## Case 4

In this tutorial, we provide a demo on how to use FAIRSteam to generate ready-to-model datasets in both TensorFlow Dataset format and DataFrame format. Then, we provide 2 example models that take these modeling data as inputs and make either multi-class or binary classification. 

In [1]:
import tensorflow as tf
from tensorflow import keras
from tensorflow.keras.callbacks import EarlyStopping
import matplotlib.pyplot as plt
import pandas as pd
import numpy as np
import matplotlib.pyplot as plt
import seaborn as sns
sns.set_style('whitegrid')

import FAIRStream

## setup

In [2]:
# csv pool folder directory
csv_pool_path = '/Users/jiaxingqiu/Documents/CAMA_projects/BSI/code/projects/csv_pool'
# current experiment working directory
work_dir = '/Users/jiaxingqiu/Documents/CAMA_projects/BSI/code/projects/case_txp'

In [3]:
# initiate a FAIRStream object instance for BSI project
bsi_stream = FAIRStream.FAIRStream(work_dir)
# take a look at dictionaries in engineer's hands
#bsi_stream.engineer.csv_source_dict
bsi_stream.engineer.variable_dict

Success: Querier has initiated a csv source dictionary in:/Users/jiaxingqiu/Documents/CAMA_projects/BSI/code/projects/case_txp/meta_data/csv_source_dict_demo.json
Success: Querier has initiated a variable dictionary in:/Users/jiaxingqiu/Documents/CAMA_projects/BSI/code/projects/case_txp/meta_data/variable_dict_demo.json
Unable to read sql source dictionary. Use Querier.update_sql_source_dict() to build one.

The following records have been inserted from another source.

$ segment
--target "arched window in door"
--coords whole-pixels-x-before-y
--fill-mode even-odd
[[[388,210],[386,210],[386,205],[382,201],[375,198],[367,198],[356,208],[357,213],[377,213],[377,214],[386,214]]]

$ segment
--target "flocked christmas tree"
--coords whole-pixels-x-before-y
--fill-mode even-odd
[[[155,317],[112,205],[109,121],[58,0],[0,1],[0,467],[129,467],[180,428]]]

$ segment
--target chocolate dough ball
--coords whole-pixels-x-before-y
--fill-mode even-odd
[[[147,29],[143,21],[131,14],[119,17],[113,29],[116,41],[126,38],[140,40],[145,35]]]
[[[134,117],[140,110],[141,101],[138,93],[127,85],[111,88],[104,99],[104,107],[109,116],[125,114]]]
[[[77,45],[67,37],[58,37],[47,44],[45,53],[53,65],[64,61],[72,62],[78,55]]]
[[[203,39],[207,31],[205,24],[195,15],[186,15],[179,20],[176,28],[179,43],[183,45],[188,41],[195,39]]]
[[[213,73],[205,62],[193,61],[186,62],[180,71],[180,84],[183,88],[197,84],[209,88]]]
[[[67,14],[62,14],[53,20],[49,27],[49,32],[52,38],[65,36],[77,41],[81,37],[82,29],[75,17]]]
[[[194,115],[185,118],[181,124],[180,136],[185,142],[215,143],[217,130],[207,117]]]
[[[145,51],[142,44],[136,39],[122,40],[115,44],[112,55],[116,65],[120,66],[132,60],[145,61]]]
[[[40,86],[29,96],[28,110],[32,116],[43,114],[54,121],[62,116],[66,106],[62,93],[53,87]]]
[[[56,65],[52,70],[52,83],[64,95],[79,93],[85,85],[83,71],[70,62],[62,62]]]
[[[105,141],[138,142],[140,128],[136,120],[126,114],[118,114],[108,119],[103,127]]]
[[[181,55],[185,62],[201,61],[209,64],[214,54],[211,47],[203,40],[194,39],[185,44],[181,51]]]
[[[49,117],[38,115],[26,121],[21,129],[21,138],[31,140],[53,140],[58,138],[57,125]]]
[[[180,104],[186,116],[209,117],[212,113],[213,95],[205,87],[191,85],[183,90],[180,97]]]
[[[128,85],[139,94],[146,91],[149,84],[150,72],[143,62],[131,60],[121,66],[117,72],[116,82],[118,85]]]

{'__uid': {'src_names': ['id', 'ID', 'subject_id', 'subject_id'],
  'label': 'unique subject id for current study',
  'unique_per_sbj': True},
 '__time': {'src_names': ['tsa', 'tsa', 'timeMinutes', 'timeMinutes'],
  'label': 'time since admission',
  'unit': 'minute'},
 '__anchor': {'src_names': ['True_positive', 'True positive'],
  'label': 'anchor for an episode',
  'unique_per_sbj': False,
  'factor': {'levels': {'__neg_nbc': ['0', '0.0', 'nan'],
    '__pos': ['1', '1.0']},
   'impute_per_sbj': {'nan_level': '__neg_nbc'}}},
 'y': {'output': True,
  'src_names': ['True_positive', 'True positive'],
  'label': 'Event outcome result',
  'unique_per_sbj': False,
  'factor': {'levels': {'nbc': ['nan'],
    'neg': ['0', '0.0'],
    'pos': ['1', '1.0']},
   'impute_per_sbj': {'nan_level': 'nbc'}}},
 'txp': {'input': True,
  'src_names': ['Confirmed Txp'],
  'label': 'Transplant recipient',
  'unique_per_sbj': True,
  'factor': {'levels': {'no': ['0', '0.0', 'nan'], 'yes': ['1', '1.0']},
   

## Define Episode

In [4]:
# define an episode (notice that the engineer now has new attributes)
bsi_stream.engineer.DefineEpisode(input_time_len=2*24*60, # using vital signs and labs 4 days prior to a culture 
                                  output_time_len=1, # predict one time unit into the future
                                  time_resolution=60, # aggregate minutely data to one row per hour 
                                  time_lag=0,  # no time lag between predictors and response
                                  anchor_gap=7*24*60) # the minimum distance between two episodes

Success! Engineer has updated attributes --- episode. 


In [5]:
print(bsi_stream.engineer.episode)

 
An episode is defined to 
--- use 2880 minute(s) long input variables 
--- predict 1 minute(s) response variables into the future
--- lag 0 minute(s) between predictors and responses
--- increase by every 60 minute(s)
--- last at most 10080 minute(s) long


## Build MVTS (multi-variable time series) data objects
- train_df_imputed, valid_df_imputed and test_df_imputed are dataframes
- train_tfds, valid_tfds and test_tfds are tensorflow datasets

In [None]:
# Build MVTS dataframe or tfds  (notice that the engineer now has new attributes)
bsi_stream.engineer.BuildMVTS(csv_pool_path, 
                              nsbj = 500, # number of subjects / patients to sample from the pool 
                              replace=False, # sample with replacement or not 
                              valid_frac = 0.2, # fraction of number of subjects in validation dataset
                              test_frac = 0.1, # fraction of number of subjects in left-out test dataset
                              batch_size = 64, # batch size (usually 32,64,128..)
                              impute_input='median', # imputation on predictors
                              impute_output='median' )# imputation on response (no need in BSI project)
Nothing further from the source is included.